The fabrication of hollow-type Si microneedle arrays is quite challenging, and the key process is to develop a high-aspect ratio of Si etching. A specialized etching technique of deep Si etching called the Bosch process, plays a crucial role [68]. This process alternates between isotropic SF6 etching and C4F8 passivation, enabling rapid Si etching with the vertical sidewalls. A distinctive feature of the Bosch process is its high etching selectivity [69]. Through fine-tuning of process parameters, the Bosch process enables the etching of Si to create deep trenches using relatively thin layers of photoresist or silicon dioxide as etching masks. The etching selectivity can reach over 100 with careful optimization of etching parameters. This high selectivity is particularly useful in the fabrication of complex 3D structures. However, in the standard two-step Bosch process, the achievable aspect ratio is typically 15:1 [69]. This restriction primarily results from the increased difficulty in the diffusion of etching gas into the deep and narrow microstructures and the re-deposition of etching byproducts at the bottom of the etched areas, which prevents further etching [70,71,72].
The aspect ratio of the TNT Si chips is over 15:1. To fabricate this high aspect ratio structure, a three-step Bosch process is employed [62,73]. This Bosch process incorporates passivation, clearing (involving the removal of passivated polymers using active argon), and etching. As a result, a high aspect ratio of over 30:1 can be achieved. In addition, using ramped process parameters, such as modulation of plasma energy, etching time, and pressure over time, demonstrated improved aspect ratios [74].
The diameters of hollow channels significantly impact the distribution of the electric field across the tissue, which is one of the factors influencing the delivery depth and the amount of transferring genetic molecules [44]. Therefore, after initial fabrication, the tailoring of the bore sizes of hollow needles is necessitated with thermal oxidation, chemical vapor deposition (CVD), or plasma-enhanced chemical vapor deposition (PECVD). Deposited materials, such as silicon dioxide or silicon nitride, effectively reduce the bore sizes to the target sizes. Additionally, these coated layers serve as an insulator between the skin and the TNT Si chip, ensuring the electric field only passes through the hollow microchannels to generate a localized electric field.
The prospective advancements in the domain of TNT device fabrication technology will focus on further enhancing the gene transfer efficacy in various circumstances such as deep tissue. This will involve refining the microneedle with shaper tips to ensure penetrates the stratum corneum layer to transfect the deeper tissue. Additionally, the focus will be placed on the system-level integration, which assembles various engineering components such as an electroporator and electrodes into the Si chip to minimize the footprint of setup.
Furthermore, the scalability of TNT manufacturing processes will be a critical task when transitioning from laboratory-scale production to large-volume manufacturing. This shift is vital for meeting the demands of clinical applications, ensuring cost-effective and wide accessibility for patients.

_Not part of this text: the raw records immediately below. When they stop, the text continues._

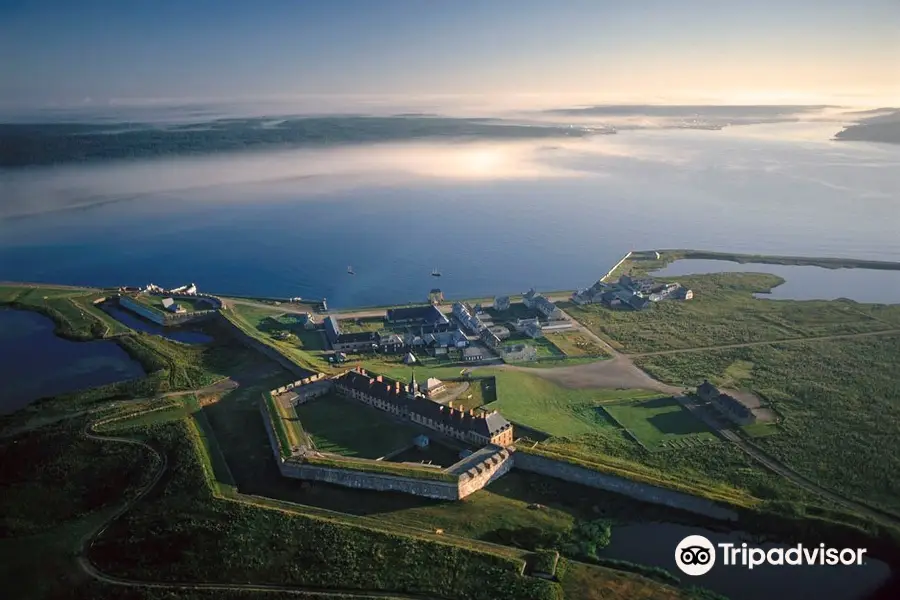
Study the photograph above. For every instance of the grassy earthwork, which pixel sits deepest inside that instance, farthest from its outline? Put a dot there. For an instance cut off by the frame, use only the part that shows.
(660, 423)
(345, 426)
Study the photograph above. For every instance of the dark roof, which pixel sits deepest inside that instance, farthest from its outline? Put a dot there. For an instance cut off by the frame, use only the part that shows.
(426, 314)
(332, 330)
(492, 424)
(707, 390)
(441, 327)
(388, 390)
(355, 338)
(733, 405)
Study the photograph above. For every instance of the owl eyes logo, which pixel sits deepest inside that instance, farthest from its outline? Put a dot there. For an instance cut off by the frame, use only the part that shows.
(695, 555)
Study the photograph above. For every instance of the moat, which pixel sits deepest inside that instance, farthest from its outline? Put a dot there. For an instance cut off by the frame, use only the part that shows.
(37, 363)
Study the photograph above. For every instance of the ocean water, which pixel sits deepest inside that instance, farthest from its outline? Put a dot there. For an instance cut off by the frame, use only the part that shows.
(38, 364)
(804, 282)
(493, 216)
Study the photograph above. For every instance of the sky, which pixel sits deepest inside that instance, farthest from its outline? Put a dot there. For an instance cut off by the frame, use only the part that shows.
(505, 52)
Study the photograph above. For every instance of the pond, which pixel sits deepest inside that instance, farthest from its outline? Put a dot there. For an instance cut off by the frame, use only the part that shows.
(654, 544)
(37, 363)
(185, 336)
(803, 282)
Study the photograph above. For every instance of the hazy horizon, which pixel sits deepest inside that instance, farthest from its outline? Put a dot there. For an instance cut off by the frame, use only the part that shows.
(473, 57)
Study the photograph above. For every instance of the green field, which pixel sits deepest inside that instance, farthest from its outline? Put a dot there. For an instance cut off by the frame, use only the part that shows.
(838, 400)
(345, 426)
(305, 347)
(724, 311)
(558, 411)
(575, 344)
(359, 325)
(660, 423)
(189, 304)
(72, 310)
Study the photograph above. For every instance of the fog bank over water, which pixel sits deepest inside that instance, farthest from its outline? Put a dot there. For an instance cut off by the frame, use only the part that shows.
(496, 216)
(790, 152)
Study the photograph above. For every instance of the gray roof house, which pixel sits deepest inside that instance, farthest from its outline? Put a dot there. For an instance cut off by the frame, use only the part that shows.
(473, 353)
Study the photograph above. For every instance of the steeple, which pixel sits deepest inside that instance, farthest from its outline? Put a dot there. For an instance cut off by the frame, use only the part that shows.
(413, 388)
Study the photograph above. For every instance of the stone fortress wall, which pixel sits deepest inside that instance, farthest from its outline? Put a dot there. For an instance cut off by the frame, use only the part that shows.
(169, 319)
(480, 469)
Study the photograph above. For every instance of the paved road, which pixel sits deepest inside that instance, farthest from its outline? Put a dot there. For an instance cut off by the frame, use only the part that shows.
(821, 338)
(780, 468)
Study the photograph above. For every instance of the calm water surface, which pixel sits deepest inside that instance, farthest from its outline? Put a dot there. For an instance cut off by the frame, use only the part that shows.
(36, 363)
(803, 282)
(654, 544)
(740, 189)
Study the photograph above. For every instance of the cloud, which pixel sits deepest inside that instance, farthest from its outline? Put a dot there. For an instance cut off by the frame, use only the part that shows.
(320, 171)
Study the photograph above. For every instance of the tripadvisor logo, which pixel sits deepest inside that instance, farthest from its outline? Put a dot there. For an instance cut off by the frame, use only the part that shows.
(696, 555)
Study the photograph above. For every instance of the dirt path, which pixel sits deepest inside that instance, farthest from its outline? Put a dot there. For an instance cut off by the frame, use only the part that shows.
(821, 338)
(615, 373)
(91, 570)
(776, 466)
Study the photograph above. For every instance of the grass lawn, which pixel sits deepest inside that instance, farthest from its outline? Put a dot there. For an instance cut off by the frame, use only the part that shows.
(660, 423)
(516, 310)
(189, 304)
(543, 405)
(360, 325)
(71, 309)
(589, 582)
(724, 311)
(575, 343)
(348, 427)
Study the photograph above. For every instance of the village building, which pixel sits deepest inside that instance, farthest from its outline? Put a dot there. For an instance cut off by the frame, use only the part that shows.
(519, 353)
(521, 324)
(465, 317)
(364, 341)
(490, 338)
(500, 331)
(426, 315)
(473, 354)
(533, 331)
(432, 387)
(307, 320)
(406, 401)
(548, 309)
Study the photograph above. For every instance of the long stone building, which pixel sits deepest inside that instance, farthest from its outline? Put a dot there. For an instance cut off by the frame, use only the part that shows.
(406, 401)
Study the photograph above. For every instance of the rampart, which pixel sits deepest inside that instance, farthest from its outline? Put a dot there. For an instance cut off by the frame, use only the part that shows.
(566, 471)
(460, 480)
(169, 319)
(469, 474)
(255, 344)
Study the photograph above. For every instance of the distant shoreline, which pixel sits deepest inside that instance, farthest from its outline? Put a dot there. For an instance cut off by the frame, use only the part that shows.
(661, 257)
(671, 255)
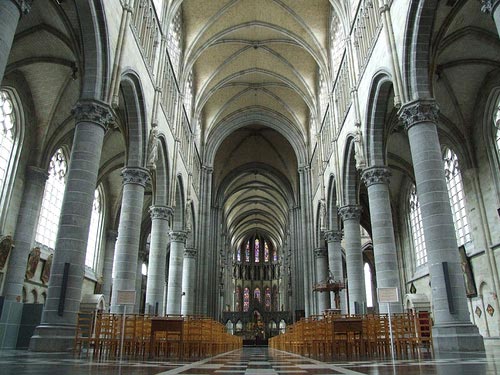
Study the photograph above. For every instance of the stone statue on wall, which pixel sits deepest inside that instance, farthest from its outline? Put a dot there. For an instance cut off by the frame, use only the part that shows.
(33, 260)
(45, 276)
(153, 142)
(6, 245)
(359, 153)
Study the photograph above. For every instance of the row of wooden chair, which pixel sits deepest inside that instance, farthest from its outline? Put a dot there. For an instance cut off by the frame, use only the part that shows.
(368, 336)
(180, 337)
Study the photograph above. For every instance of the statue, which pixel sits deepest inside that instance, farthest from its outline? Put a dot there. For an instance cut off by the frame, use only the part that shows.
(359, 153)
(189, 224)
(322, 215)
(33, 260)
(6, 245)
(153, 147)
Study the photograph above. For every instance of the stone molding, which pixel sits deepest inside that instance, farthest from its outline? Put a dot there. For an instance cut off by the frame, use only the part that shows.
(111, 235)
(93, 111)
(418, 111)
(37, 174)
(488, 6)
(160, 212)
(350, 212)
(320, 252)
(376, 175)
(23, 5)
(333, 236)
(190, 253)
(135, 175)
(178, 236)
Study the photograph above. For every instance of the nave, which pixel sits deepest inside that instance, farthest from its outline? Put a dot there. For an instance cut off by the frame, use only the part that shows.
(249, 361)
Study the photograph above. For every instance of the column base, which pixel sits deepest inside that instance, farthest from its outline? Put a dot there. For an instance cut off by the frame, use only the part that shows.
(49, 338)
(10, 321)
(457, 338)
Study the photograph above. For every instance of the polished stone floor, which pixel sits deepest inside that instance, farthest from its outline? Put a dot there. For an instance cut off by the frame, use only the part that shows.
(248, 361)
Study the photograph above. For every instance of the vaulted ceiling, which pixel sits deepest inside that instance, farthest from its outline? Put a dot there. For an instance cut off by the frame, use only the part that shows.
(255, 71)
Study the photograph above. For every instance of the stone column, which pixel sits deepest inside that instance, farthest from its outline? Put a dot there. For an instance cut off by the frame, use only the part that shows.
(321, 260)
(376, 180)
(335, 265)
(492, 7)
(354, 258)
(10, 13)
(452, 327)
(160, 216)
(57, 329)
(24, 238)
(129, 230)
(174, 287)
(107, 270)
(189, 281)
(31, 203)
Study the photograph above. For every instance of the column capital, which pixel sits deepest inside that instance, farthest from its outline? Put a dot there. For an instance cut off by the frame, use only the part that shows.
(178, 236)
(350, 212)
(333, 236)
(135, 175)
(320, 252)
(161, 212)
(418, 111)
(190, 253)
(23, 5)
(376, 175)
(36, 173)
(488, 6)
(95, 111)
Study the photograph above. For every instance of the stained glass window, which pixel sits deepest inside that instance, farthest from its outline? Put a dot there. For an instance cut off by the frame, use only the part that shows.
(256, 294)
(417, 229)
(246, 299)
(48, 222)
(174, 40)
(257, 250)
(7, 133)
(275, 298)
(457, 196)
(268, 299)
(237, 299)
(238, 254)
(247, 252)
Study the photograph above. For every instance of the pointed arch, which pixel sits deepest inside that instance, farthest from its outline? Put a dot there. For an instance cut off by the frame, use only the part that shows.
(133, 107)
(376, 127)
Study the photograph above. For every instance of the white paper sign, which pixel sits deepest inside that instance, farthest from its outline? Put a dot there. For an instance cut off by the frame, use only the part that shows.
(125, 297)
(386, 295)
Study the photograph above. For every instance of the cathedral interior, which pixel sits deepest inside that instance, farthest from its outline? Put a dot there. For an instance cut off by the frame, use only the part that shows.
(256, 162)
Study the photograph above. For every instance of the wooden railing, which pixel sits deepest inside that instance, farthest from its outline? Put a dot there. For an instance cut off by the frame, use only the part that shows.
(340, 336)
(174, 336)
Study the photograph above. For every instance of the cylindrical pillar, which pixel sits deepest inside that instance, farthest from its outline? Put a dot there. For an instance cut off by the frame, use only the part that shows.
(376, 180)
(10, 13)
(25, 232)
(174, 288)
(321, 260)
(57, 329)
(335, 265)
(107, 270)
(452, 327)
(354, 258)
(155, 288)
(129, 230)
(189, 281)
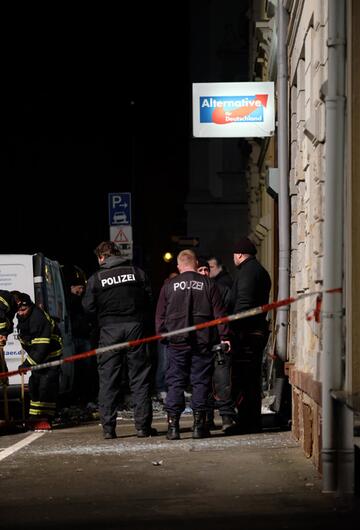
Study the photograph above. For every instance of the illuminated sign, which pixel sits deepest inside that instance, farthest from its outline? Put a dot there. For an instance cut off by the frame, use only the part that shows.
(233, 110)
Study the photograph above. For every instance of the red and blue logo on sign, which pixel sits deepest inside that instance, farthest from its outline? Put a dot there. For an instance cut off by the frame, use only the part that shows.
(232, 109)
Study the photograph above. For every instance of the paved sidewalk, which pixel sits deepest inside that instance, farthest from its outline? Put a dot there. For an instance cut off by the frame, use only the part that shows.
(72, 477)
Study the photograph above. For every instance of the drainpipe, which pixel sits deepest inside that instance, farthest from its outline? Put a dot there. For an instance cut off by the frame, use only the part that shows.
(283, 198)
(337, 424)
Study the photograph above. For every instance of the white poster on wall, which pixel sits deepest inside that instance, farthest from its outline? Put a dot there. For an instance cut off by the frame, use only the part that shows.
(233, 110)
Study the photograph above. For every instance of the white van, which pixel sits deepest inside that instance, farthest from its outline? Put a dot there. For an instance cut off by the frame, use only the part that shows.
(41, 278)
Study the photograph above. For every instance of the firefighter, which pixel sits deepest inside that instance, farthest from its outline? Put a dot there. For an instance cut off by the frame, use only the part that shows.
(40, 337)
(7, 312)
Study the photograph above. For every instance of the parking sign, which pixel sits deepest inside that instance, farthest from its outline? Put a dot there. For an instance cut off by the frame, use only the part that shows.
(119, 209)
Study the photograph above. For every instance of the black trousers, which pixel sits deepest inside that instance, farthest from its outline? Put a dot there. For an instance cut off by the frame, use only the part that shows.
(110, 371)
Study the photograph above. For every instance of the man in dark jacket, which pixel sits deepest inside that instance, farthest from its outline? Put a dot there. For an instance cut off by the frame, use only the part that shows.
(251, 288)
(186, 300)
(40, 337)
(120, 296)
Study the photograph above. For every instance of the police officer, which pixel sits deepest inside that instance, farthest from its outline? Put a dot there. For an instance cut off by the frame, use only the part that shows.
(251, 288)
(120, 295)
(220, 396)
(40, 337)
(185, 300)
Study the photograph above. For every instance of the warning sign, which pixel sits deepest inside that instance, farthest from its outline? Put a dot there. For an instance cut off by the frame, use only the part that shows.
(122, 236)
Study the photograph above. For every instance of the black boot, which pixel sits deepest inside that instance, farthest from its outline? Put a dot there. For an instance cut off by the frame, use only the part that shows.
(173, 427)
(210, 423)
(200, 429)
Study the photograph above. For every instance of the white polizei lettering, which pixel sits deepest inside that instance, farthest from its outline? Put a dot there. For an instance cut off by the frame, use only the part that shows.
(192, 284)
(121, 278)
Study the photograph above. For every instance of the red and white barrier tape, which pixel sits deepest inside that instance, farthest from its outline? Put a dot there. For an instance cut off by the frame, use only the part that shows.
(230, 318)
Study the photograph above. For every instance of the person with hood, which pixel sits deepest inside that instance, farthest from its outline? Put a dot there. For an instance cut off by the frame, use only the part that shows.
(120, 296)
(251, 288)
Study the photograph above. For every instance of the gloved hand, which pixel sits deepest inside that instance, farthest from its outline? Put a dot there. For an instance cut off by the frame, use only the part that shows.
(25, 364)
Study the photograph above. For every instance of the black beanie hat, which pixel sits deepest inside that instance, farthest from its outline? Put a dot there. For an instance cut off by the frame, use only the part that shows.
(202, 262)
(23, 299)
(245, 246)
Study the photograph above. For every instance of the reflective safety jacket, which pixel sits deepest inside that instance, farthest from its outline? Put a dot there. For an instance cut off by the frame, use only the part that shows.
(118, 292)
(7, 312)
(40, 337)
(191, 298)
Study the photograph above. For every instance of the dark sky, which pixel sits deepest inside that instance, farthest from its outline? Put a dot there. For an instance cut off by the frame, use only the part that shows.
(71, 135)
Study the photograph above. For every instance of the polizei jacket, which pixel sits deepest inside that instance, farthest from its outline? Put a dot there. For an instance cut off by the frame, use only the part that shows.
(118, 292)
(189, 299)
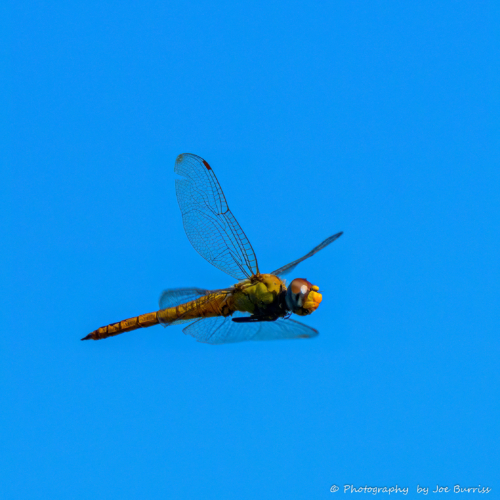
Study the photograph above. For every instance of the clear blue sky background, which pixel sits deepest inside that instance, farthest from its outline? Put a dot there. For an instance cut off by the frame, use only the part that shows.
(379, 119)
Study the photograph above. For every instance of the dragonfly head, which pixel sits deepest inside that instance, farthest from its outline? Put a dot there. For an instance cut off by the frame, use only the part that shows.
(302, 297)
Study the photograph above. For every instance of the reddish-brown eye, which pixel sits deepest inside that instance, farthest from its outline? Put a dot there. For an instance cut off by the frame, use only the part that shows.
(300, 285)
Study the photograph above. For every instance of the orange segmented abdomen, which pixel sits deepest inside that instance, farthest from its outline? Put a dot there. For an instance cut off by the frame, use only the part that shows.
(127, 325)
(215, 304)
(208, 306)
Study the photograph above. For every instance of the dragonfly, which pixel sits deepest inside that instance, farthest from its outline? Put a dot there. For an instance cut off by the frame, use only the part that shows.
(258, 306)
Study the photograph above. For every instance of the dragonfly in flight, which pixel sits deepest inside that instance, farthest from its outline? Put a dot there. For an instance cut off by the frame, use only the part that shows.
(258, 306)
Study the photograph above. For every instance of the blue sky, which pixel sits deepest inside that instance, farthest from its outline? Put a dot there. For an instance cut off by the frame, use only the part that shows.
(379, 119)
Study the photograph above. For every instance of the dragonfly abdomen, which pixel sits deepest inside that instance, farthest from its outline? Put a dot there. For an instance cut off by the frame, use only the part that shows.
(127, 325)
(208, 306)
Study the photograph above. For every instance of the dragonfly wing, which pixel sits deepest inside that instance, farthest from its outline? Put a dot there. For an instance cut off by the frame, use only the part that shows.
(282, 271)
(224, 331)
(210, 226)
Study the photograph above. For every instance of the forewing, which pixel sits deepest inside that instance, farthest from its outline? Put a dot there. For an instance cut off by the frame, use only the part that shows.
(282, 271)
(210, 225)
(224, 331)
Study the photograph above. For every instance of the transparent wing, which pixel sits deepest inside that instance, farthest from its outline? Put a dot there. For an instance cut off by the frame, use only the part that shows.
(190, 302)
(209, 224)
(282, 271)
(224, 331)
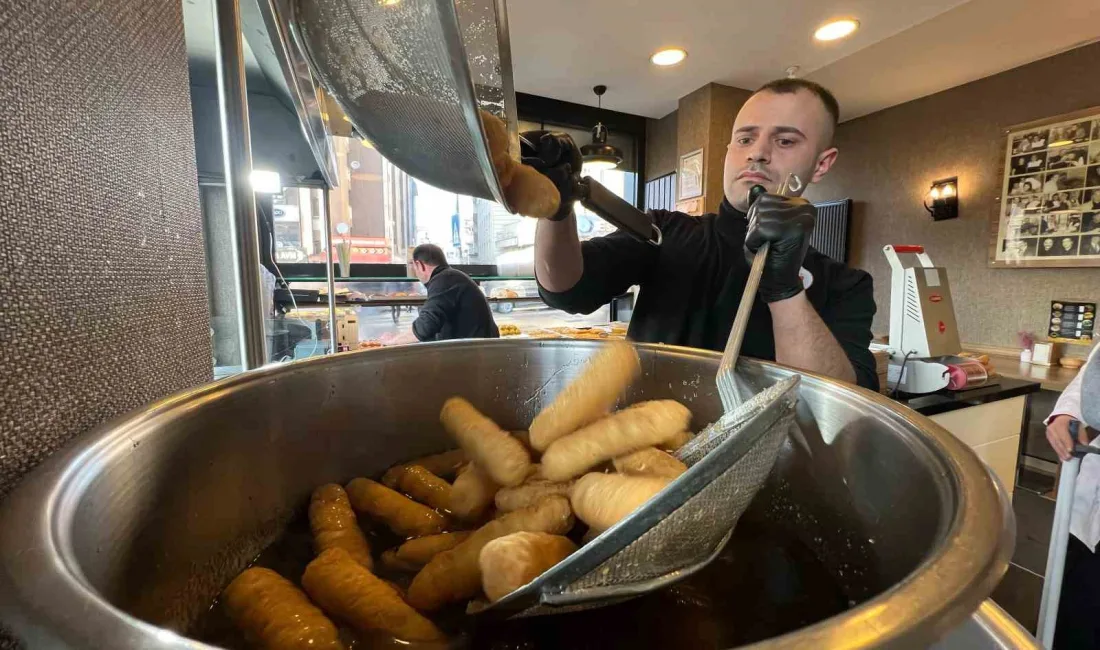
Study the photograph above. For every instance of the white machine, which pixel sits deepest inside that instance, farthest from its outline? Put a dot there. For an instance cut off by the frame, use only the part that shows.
(924, 340)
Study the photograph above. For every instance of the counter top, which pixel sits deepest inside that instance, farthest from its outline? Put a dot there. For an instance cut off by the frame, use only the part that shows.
(948, 400)
(1053, 377)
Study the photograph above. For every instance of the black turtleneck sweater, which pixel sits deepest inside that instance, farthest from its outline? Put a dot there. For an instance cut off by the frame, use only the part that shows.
(692, 284)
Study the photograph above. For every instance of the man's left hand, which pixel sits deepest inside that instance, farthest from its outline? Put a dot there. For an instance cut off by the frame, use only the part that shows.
(785, 223)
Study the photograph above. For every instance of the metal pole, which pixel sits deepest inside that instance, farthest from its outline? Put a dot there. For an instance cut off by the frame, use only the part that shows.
(329, 273)
(1056, 554)
(237, 157)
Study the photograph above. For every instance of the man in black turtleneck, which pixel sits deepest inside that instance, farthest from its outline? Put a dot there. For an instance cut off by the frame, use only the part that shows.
(811, 312)
(455, 307)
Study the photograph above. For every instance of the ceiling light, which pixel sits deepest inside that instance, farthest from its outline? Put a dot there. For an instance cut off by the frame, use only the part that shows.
(598, 154)
(837, 29)
(669, 56)
(596, 165)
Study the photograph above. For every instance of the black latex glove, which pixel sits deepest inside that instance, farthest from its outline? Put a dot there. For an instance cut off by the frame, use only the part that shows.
(784, 222)
(557, 157)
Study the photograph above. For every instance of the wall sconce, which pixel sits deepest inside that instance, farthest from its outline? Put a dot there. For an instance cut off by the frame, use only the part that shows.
(945, 199)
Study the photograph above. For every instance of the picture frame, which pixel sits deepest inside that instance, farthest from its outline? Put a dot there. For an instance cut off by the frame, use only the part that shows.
(1048, 209)
(691, 175)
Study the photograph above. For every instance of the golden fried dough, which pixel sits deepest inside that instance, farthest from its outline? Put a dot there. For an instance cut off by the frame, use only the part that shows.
(590, 396)
(649, 462)
(391, 561)
(642, 425)
(499, 146)
(422, 549)
(351, 593)
(403, 515)
(503, 458)
(455, 574)
(275, 615)
(528, 494)
(334, 526)
(472, 493)
(601, 500)
(514, 560)
(424, 486)
(446, 465)
(531, 194)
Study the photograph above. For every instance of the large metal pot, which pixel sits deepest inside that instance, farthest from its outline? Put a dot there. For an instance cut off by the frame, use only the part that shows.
(134, 528)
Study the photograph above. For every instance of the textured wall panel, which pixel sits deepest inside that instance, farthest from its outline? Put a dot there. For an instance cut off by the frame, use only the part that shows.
(102, 285)
(888, 161)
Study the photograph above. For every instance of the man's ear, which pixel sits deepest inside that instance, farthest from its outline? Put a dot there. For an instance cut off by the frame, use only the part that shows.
(825, 161)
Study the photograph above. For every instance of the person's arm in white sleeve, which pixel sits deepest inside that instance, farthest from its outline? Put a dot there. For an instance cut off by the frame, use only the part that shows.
(1067, 409)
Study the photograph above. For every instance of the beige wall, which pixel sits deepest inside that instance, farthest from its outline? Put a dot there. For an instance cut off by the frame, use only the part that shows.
(661, 146)
(703, 120)
(889, 158)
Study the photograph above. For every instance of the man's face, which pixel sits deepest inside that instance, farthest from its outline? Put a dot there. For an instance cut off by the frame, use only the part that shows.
(773, 135)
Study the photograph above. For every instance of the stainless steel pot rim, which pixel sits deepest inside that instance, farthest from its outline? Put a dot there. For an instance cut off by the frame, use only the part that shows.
(939, 586)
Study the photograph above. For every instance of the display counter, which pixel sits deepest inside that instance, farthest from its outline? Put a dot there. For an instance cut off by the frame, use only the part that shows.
(370, 310)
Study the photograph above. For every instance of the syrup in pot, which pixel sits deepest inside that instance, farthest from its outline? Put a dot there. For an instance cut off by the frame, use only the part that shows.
(763, 584)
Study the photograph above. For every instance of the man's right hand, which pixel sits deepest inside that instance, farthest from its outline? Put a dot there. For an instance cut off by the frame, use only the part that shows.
(1057, 434)
(556, 156)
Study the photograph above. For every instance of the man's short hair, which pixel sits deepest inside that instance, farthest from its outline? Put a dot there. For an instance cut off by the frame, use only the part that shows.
(791, 85)
(430, 254)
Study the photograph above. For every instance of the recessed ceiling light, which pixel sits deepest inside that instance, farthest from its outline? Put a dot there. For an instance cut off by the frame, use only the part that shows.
(837, 29)
(669, 56)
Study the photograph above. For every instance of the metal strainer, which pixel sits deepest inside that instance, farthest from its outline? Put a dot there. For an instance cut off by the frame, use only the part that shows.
(681, 529)
(410, 75)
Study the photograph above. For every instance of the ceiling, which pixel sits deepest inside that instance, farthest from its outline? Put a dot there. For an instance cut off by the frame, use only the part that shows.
(903, 50)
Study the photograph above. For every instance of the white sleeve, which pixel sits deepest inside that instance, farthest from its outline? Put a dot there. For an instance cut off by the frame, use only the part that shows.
(1069, 403)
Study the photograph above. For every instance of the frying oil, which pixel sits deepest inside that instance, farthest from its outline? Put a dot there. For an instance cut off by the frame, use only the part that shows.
(760, 586)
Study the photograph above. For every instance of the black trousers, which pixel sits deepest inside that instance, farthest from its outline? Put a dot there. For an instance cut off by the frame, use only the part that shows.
(1078, 627)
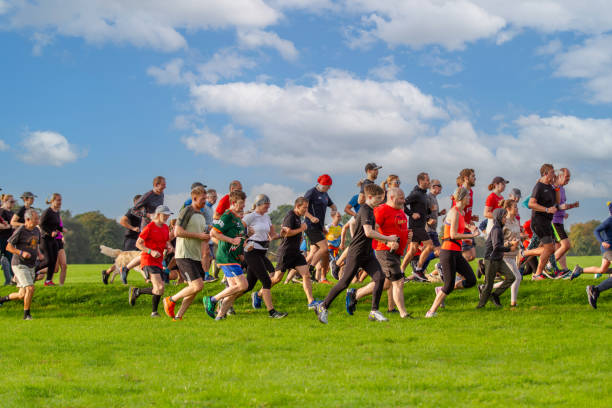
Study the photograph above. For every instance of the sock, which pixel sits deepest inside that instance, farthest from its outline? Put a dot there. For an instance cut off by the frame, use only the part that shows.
(155, 302)
(145, 291)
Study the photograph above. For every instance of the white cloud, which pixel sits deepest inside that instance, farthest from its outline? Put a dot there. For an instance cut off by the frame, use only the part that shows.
(151, 24)
(256, 38)
(48, 148)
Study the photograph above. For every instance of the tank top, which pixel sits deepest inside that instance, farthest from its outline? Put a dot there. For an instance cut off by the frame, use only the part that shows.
(455, 244)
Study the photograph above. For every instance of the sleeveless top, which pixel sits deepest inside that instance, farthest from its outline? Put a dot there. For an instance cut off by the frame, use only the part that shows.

5. Applications of Microneedle-Based Electroporation Gene Transfer

In this section, we will explore the diverse range of applications utilizing electroporation-based in vivo gene transfer, particularly focusing on the essential role of the TNT technique in gene therapy.
The integration of microneedle technology and electroporation opens a new era in the field of gene transfer. The unique strengths of both microscale resolution devices and widely suitable electroporation benefit a wide range of applications across diverse fields. The development of MNE-BEP has significantly enhanced the aspects of pain management, reduced voltage, and delivery efficacy. Furthermore, the clinical studies showed a promising future in cancer treatment [9,75], skin disease treatment [41], and DNA vaccination [4,8].
TNT takes additional measures to use a localized electric field, allowing for precise targeting, controllable delivery, and excellent transfection efficacy. For its application, the TNT technique can be classified into in vivo tissue reprogramming and non-reprogramming types based on whether the gene transfer induces cell-type changes in the tissues. In the treatment of diseases and repair of damaged tissue, patients often lose some capability to generate specific functional cells. This deficiency significantly affects the treatment outcomes and prevents the healing process. To improve this situation, in vivo tissue reprogramming via TNT presents a groundbreaking method for directly converting a type of cell (such as fibroblast) into desired functional cells in vivo [21]. This innovative approach bypasses the intermediate stem cell stage to increase efficiency and reduce the risk of tumorigenesis [10]. In the current research, the TNT silicon chip-based cell reprogramming has been demonstrated in the field of wound healing, diabetes, ischemic diseases, and cancer treatment as illustrated in Table 1. Non-reprogramming TNT applications, on the other hand, result in no change in the cell type while increasing the gene expression efficacy in the disease treatment process or exosome labeling.
In the realm of wound healing, the application of electroporation-based in vivo gene transfer has been proven to be a transformative approach. This direct method yields a high delivery efficiency of therapeutic genes into target cells at the wound site within a second. This approach can be especially beneficial for chronic wounds, a condition often resistant to traditional healing methods [20], and counteracting the underlying issues in these wounds, such as inflammation [76,80] or insufficient blood circulation [78]. This method can effectively treat patients with complex wounds.
Microchip-electroporation-based in vivo gene transfer also shows great promise in the field of cancer treatment. Microchip technology enables the precise delivery of cancer-fighting genes directly into tumor cells or surrounding tissues. Unlike conventional treatments that often affect both healthy and cancerous cells, TNT allows for the delivery of therapeutic genes in a highly localized manner, ensuring maximum impact on the tumor while minimizing side effects. Except for the in vivo gene delivery methods [9,17,19,79] mentioned in this review, irreversible electroporation is also widely used to induce tumor cell death for cancer treatment [81].
Effective treatment for diabetic ischemic limbs is crucial in diabetes management, as it significantly impacts the patient’s daily life. The electroporation-based gene transfer can notably improve the ischemic conditions in diabetic mice using TNT [22].
It is worth pointing out that the potential applications for the TNT Si chip are far greater than its current scope of use. We will discuss it in detail in the next section about limitations and future perspectives of TNT silicon nanochip.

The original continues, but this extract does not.